With models like Duckie Thot, Halima Aden, Paloma Elsesser, Slick Woods, and others, it has been clear that inclusivity is at the center of Fenty Beauty.

The line, which dropped yesterday, offers 40 different colors and each shade has a warm and cool undertone—and according to Vogue, the brand may even start offering custom mixed shades for individual consumers. The line isn’t perfect, but it’s a pretty incredible start.

It’s hard to draw the line between beige and browns, and obviously there’s a huge range of skin tones for women of color, but to roughly compare, Revlon’s Colorstay line offers 35 shades, but of the 22 available online, about five appear to be browner.

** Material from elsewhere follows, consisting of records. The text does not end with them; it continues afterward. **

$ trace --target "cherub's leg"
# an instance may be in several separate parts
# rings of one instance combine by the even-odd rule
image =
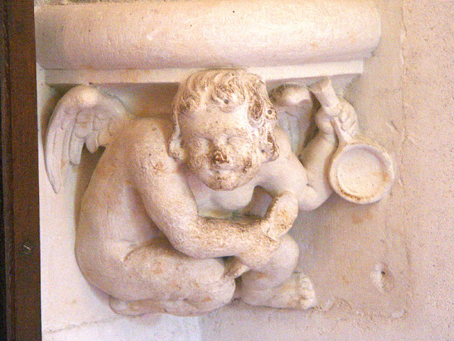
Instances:
[[[288,234],[272,259],[260,271],[250,271],[240,277],[237,296],[253,305],[307,309],[316,304],[310,280],[294,273],[299,249]]]
[[[121,314],[201,315],[228,303],[235,291],[234,280],[224,276],[222,259],[189,257],[165,239],[138,247],[112,263],[104,264],[105,271],[95,276],[93,271],[102,269],[83,272],[111,296],[111,307]]]

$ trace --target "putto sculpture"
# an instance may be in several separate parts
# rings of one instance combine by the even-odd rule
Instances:
[[[298,246],[287,232],[299,210],[331,194],[337,136],[358,132],[351,105],[328,84],[317,86],[318,129],[301,161],[275,126],[265,83],[242,70],[190,75],[175,97],[173,122],[131,118],[95,87],[75,87],[60,99],[46,144],[54,190],[84,144],[92,152],[106,146],[82,197],[75,253],[114,311],[195,315],[234,298],[275,308],[316,304],[309,278],[294,272]],[[389,156],[376,148],[378,167],[392,179]],[[379,200],[389,183],[362,202]],[[248,206],[258,188],[268,195],[261,197],[266,212]]]

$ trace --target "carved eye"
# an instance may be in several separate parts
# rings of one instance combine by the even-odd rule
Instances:
[[[247,142],[246,139],[240,136],[231,136],[227,139],[227,144],[231,146],[243,146]]]
[[[208,146],[206,139],[201,137],[192,139],[189,144],[195,149],[204,149]]]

Maybelline’s Fit Me line also offers 40 shades, an impressive 14 of which are shades of brown. Covergirl’s truBLEND line offers 21 shades and about seven browns. L’Oréal’s 33-shade True Match line, hailed for offering far more options for women of color, offers about 10 brown shades.

This dedication to diversity is a very conscious decision on Rihanna’s part. At the Fenty Beauty launch party last night, Rihanna told Refinery 29:

I wanted things that I love. Then I also wanted things that girls of all skin tones could fall in love with. That was really important for me. In every product I was like: ‘There needs to be something for a dark-skinned girl; there needs to be something for a really pale girl; there needs to be something in-between.’ There’s red undertones, green undertones, blue undertones, pink undertones, yellow undertones — you never know, so you want people to appreciate the product and not feel like: ‘Oh that’s cute, but it only looks good on her.’

Rihanna makes a lot of things look easy: rolling a blunt on someone’s head, wearing a sheer crystal encrusted dress, rolling up a window, but offering shades for women of color (without a smarmy and hollow campaign) has never looked easier.